Dr Michael Milford from Queensland University of Technology’s Science and Engineering Faculty has created excitement in the road freight industry following the presentation of his paper SeqSLAM: Visual Route-Based Navigation for Sunny Summer Days and Stormy Winter Nights at the International Conference on Robotics and Automation to be held in Minnesota, USA, in May later this year. The paper, which studies how rats and mice find their way around, seems an unlikely topic to analyse, however the discoveries are expected to revolutionise driving in the road freight industry.

The aim of Dr Milford’s study is to challenge the position of the ever-present ‘Sat Nav’ by developing a technology that in time will make the ‘Sat Nav’ GPS units appear outdated. The project is ambitious given the recent developments in satellite technology however a number of fundamental weaknesses have been identified with the GPS systems. GPS systems rely on a totally reliable network space based hardware which is extremely vulnerable to any major disturbances such as increased solar activity.

Dr Milford’s research is studying a completely new field built upon visual navigation algorithms, named SeqSLAM standing for Sequence Simultaneous Localisation and Mapping, using local best match and sequence recognition components to lock in locations. GPS systems use three satellite signals as a minimum to create an exact position whereas the new research seeks to use low resolution cameras which ‘study’ their surroundings and recognise where they are.

Technology such as Google Street View has been at the forefront of such developments in satellite technology. Dr Milford’s research has been funded for three years by a grant of $375,000 (Australian) from the Australian Research Council.

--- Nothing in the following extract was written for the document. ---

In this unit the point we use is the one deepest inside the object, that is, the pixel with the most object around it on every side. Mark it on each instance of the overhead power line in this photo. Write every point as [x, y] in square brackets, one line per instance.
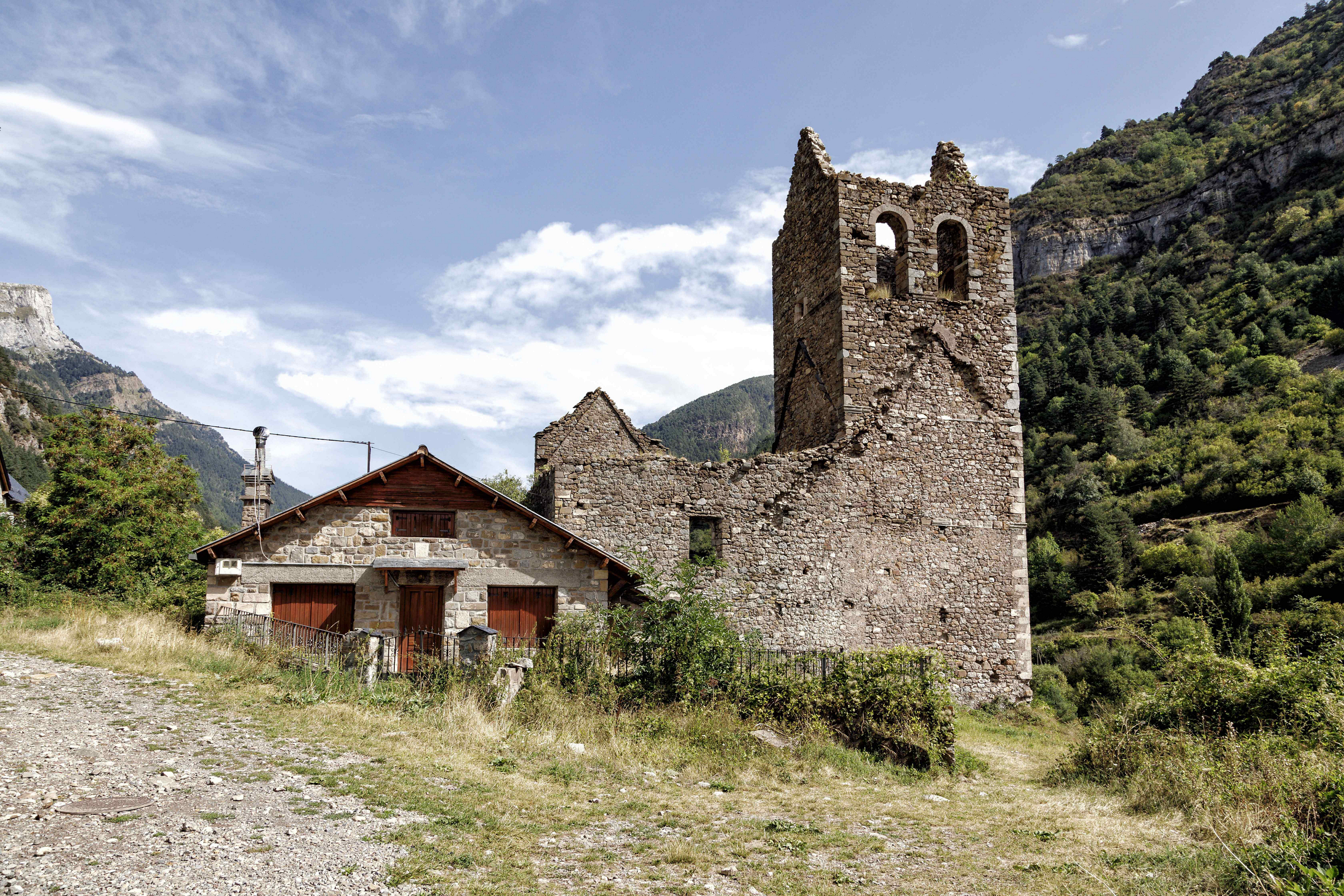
[209, 426]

He said, “My core background is based on how small mammals manage incredible feats of navigation despite their eyesight being quite poor. As we develop more and more sophisticated navigation systems they depend on more and more maths and more powerful computers. At the moment you need three satellites in order to get a decent GPS signal and even then it can take a minute or more to get a lock on your location. There are some places geographically, where you just can’t get satellite signals and even in big cities we have issues with signals being scrambled because of tall buildings or losing them altogether in tunnels.

“But no one’s actually stepped back and thought ‘do we actually need all this stuff or can we use a very simple set of algorithms which don’t require expensive cameras or satellites or big computers to achieve the same outcome?’ For example if I am in a kitchen in an office block, the algorithm makes the assumption I’m in the office block, looks around and identifies signs that match a kitchen. Then if I stepped out into the corridor it would test to see if the corridor matches the corridor in the existing data of the office block lay out.

“If you keep moving around and repeat the sequence for long enough you are able to uniquely identify where in the world you are using those images and simple mathematical algorithms.”